В 1967 году в Новосибирском театре я читал лекцию о Брехте. Зоря пришел послушать и остался недоволен.
— Почему ты не даешь четкого определения классовой, партийной позиции Брехта? Непонятно, почему он, все-таки, не вступил в компартию. И вообще ты явно примиренчески относишься к формализму и декадансу. Я тоже против культа личности, но это уже слишком.
Даня погиб на фронте,
Борис вернулся из Канады в 1934 году. Выучился он там только на шофера. В Харькове, а потом в Москве закончил Автодорожный институт. Вернувшись с фронта, работал инженером, стал писать рассказы и воспоминания о Канаде. Все, что он публиковал, и по сути и по тону было прямо противоположным тому, что он же говорил приятелям („В Канаде безработный живет лучше, чем у нас иной инженер“).
О своих заморских похождениях он начал рассказывать сразу же после приезда, однако ни тогда, ни в последующие сорок лет я так и не дослушал до конца ни одного из разнообразных повествований. Не хватало ни терпения, ни времени.

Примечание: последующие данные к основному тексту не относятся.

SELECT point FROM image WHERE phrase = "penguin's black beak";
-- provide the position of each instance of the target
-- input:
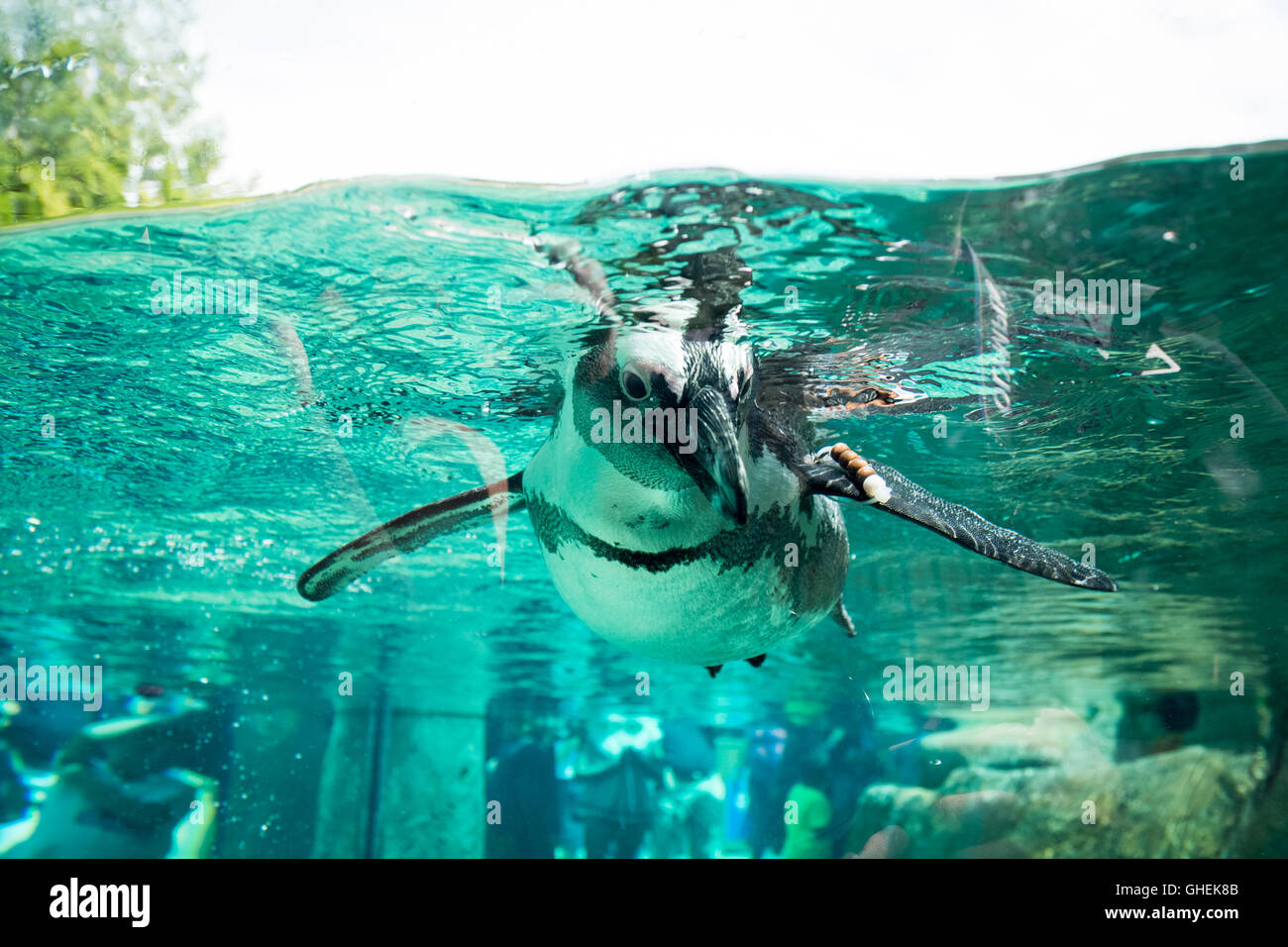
(711, 455)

— Вот, знаешь, самое интересное было, когда я работал шофером ночного такси в Монреале. Столько, знаешь, приключений, на дюжину романов хватит. Когда меня дядя выгнал из дому… — Он отвлекался и начинал излагать жизнеописания дяди, тети, их детей, и подробно характеризовать каждого…
— Нет, ты подожди, подожди, это, знаешь, я должен коротенько разъяснить. И отвлекаемый все новыми побочными сюжетами, он рассказывал о своих сложных взаимоотношениях с канадскими родственниками. Ругаясь или насмешничая, я пытался вернуть его к основной теме. — Да так, вот, приехал я в Монреаль. Это, знаешь ли, очень замечательный город… — И он принимался описывать город, рассказывая о событиях, модах, учреждениях, рассуждая то о сравнительных достоинствах ирландок или шведок, то об особенностях канадского виски и т. д. Добравшись, наконец, до парка ночных такси, он опять застревал и буксовал, вспоминая имена, клички, внешность, характерные свойства шоферов, подолгу объяснял различия между видами автомобилей… Еще в Харькове он начал рассказывать о том, как возил в бордель какого-то католического епископа, но и через десять лет в Москве не добрался до главных событий, так и не выбрался из привходящих и попутных описаний и отступлений.
Когда в 1947 году я на два месяца вышел из тюрьмы, Борис несколько раз пытался рассказать, что делал на фронте, как вступил в партию. Но и в этой новой повести не продвинулся дальше начала.
Узнав, что меня опять арестовали, он пришел к маме, посочувствовал, а потом спросил, во что я был одет.
— Послушайте, Софья Борисовна, вот что — у Левы есть хорошие бриджи, синие, диагоналевые… Ему они теперь ни к чему. Дайте их мне, а то я после фронта, видите, совсем обносился. Меня ведь демобилизовали просто возмутительно.